Author: Taylor Salyer

For healthy individuals, proper nutrition is necessary to maintain an appropriate weight, stay healthy, and prevent chronic diseases like diabetes and heart disease.  However, during cancer treatment nutrition plays an even larger role in overall health by maintaining your weight, strength, and energy; and can even help you better respond to cancer treatment. Proper nutrition can speed up recovery and healing time after surgery. It can also help you tolerate chemotherapy side effects better and regain health faster between chemotherapy cycles, and thus have a more optimal response to therapy. All of these things lead to better survival.

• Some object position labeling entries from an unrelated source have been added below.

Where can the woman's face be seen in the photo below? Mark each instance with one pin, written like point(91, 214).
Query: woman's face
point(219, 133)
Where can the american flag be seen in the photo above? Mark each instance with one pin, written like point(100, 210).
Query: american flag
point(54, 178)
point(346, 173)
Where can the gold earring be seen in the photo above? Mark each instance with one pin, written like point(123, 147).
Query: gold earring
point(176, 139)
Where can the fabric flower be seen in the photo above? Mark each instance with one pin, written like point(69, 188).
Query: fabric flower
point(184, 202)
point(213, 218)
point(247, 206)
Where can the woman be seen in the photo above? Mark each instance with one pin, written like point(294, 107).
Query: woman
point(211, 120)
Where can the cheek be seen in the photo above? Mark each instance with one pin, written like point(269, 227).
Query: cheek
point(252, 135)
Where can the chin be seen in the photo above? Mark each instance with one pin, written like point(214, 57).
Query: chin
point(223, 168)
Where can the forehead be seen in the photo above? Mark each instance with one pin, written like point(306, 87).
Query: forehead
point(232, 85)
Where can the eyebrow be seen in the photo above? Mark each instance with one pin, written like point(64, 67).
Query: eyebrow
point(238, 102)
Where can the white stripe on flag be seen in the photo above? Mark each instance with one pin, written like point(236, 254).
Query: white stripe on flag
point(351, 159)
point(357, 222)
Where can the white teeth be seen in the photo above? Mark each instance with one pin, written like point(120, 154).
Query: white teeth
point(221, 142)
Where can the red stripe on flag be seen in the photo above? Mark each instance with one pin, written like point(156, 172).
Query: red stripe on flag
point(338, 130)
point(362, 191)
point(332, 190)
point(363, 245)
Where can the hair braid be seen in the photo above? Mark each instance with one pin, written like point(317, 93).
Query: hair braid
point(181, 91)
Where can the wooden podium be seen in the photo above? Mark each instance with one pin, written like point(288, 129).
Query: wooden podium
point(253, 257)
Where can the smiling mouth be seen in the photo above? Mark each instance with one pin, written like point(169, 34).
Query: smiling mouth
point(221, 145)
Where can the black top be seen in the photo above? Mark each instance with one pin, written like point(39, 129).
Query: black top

The idea behind nutrition for ovarian cancer is different from what most may consider to be a “healthy diet.” It is proven than weight loss is an indicator of poor prognosis. In addition, protein-calorie malnutrition is the most common secondary diagnosis in cancer patients. The focus of nutrition for cancer patients should be maintaining weight and/or preventing weight loss. This is best accomplished by a high-calorie, high-protein diet. To achieve this, you may have to eat more that you are used to or eat food products that you may not perceive as stereotypically “healthy.” This article will focus on tips for consuming a high-calorie, high-protein diet and ways to overcome common side effects of chemotherapy so that this diet can be achieved.

 

Increasing Calorie and Protein Content

  • Eat calorie and protein rich foods when you can.
  • Drink calorie and protein rich nutritional supplements when you can’t eat.
    • Liquid Supplements: Boost, Ensure, Carnation Breakfast Essentials
    • Available in other forms: pudding, nutrition bars
  • Aim to have a meal or snack every 2-3 hours. Eating several small meals a day, rather than 3 larger meals, is easier to digest and helpful in getting more calories in during your day.
  • Take advantage of the times you feel hungry. For a lot of people, their appetite may be best first thing in the morning after hours of not eating. Breakfast may be the best time to have a larger meal and load up on calories.
  • Avoid drinking large amounts of fluids at mealtime. This can fill up valuable stomach space that could be better used for solid foods with more calories and protein. Sip liquids with meals if needed.  If sipping is not satisfactory, try to space out drinks 30-60 minutes before or after meals.
  • Drink high-calorie and/or high-protein fluids between meals, such as smoothies, milkshakes, or liquid supplements.
  • Add fortified foods to your diet. These can easily be added to mac and cheese, sauces, soups, cocoa, pancakes, smoothies, etc.
    • Whey protein, protein-fortified milk, nonfat instant dry milk

 

 

Dealing with Side Effects of Chemotherapy

The most common chemotherapy agents used for ovarian cancer are platinum agents (Carboplatin, Cisplatin) and taxane agents (Paclitaxel, Docetaxel).  The most common gastrointestinal (GI) side effects of these agents are nausea/vomiting firstly, followed by diarrhea. Loss of appetite is a common side effect of any cancer.

 

Loss of Appetite

Loss of appetite can be caused by the cancer itself, the cancer treatment, or the emotions and worry that people can experience.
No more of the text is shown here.